ANCHORAGE - A real estate development company is now the biggest contributor to Alaska congressional campaigns, following the demise of VECO Corp. in an ongoing political corruption investigation.
Donations from the family-owned business Penco came to about $51,100 in 2007, according to the Anchorage Daily News. The firm is owned by Bob Penney, an old friend and past business partner of U.S. Sen. Ted Stevens.
Penney appeared last year before the federal grand jury investigating Stevens.
All the Penco-related donations listed were from Penney family members. Bob Penney, who gave the bulk of the contributions, did not return messages left by the Daily News.
Henry Penney, Bob's son, said the family contributions are about helping Stevens, who is up for re-election in the fall and could face Anchorage mayor Mark Begich, who is considering entering the race as a Democrat.
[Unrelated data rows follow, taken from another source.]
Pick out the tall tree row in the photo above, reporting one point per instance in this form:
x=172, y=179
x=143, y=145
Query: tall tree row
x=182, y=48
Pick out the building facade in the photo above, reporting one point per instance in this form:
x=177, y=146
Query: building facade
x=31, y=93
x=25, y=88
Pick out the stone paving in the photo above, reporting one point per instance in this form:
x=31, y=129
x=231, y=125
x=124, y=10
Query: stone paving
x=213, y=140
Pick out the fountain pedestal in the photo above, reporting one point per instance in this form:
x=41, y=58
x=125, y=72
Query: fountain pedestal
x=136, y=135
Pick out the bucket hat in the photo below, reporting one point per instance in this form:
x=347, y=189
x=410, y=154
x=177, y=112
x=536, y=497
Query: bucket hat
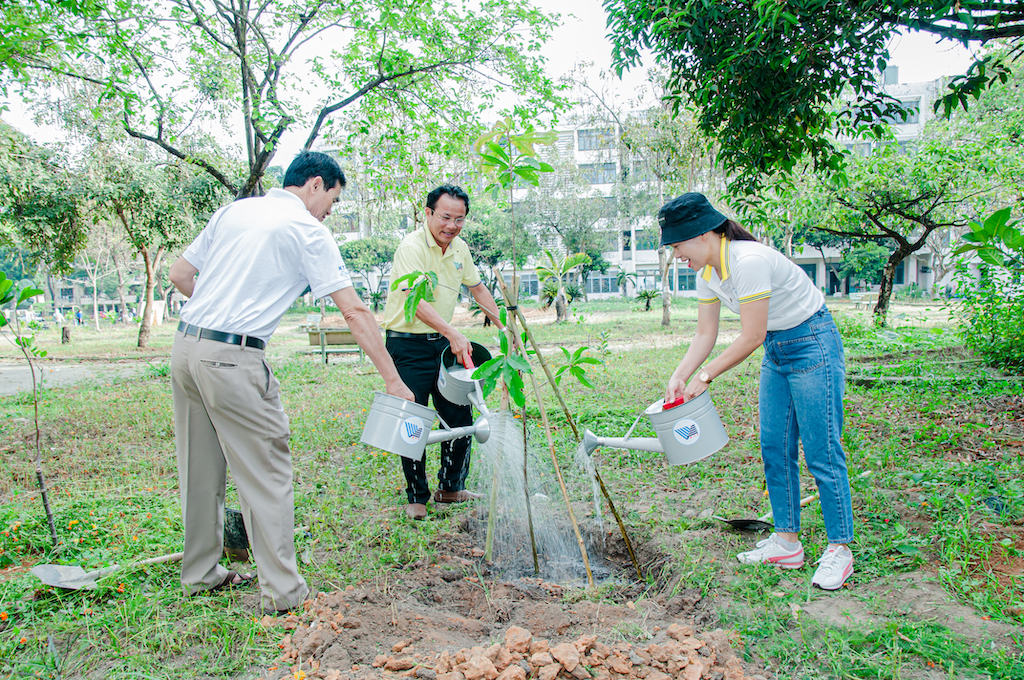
x=686, y=217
"It's about showing support for Senator Stevens, who has done a lot for this state," Henry Penney said.
Federal agents raided Stevens' home in Girdwood last summer in connection with a renovation job managed by VECO. Stevens has not been charged and has denied any wrongdoing.
Penney also is a longtime acquaintance of Sen. Lisa Murkowski, a connection that placed the senator in an awkward position last year after she purchased property from Penney at a very good price.
Murkowski denied wrongdoing but decided last summer to sell back the Kenai riverfront lot, located next door to Penney's home, as a result of the controversy.
According to the Daily News, Penney has long been a campaign contributor, giving money to Alaska candidates as well as Outside politicians including former U.S. Rep. George Nethercutt of Washington, Missouri Sen. Kit Bond, former Montana Sen. Conrad Burns and South Dakota Sen. John Thune.
But Penney's 2007 giving is far more than he's contributed in any year at least since 1990, the furthest back Federal Election Commission records compiled by the Center for Responsive Politics go.
Penney is co-founder and a current board member of the nonprofit Kenai River Sportfishing Association. Congress has earmarked $4.7 million of Pacific Coastal Salmon Recovery Fund money over the past four years to be spent under KRSA's direction on fisheries research and habitat work.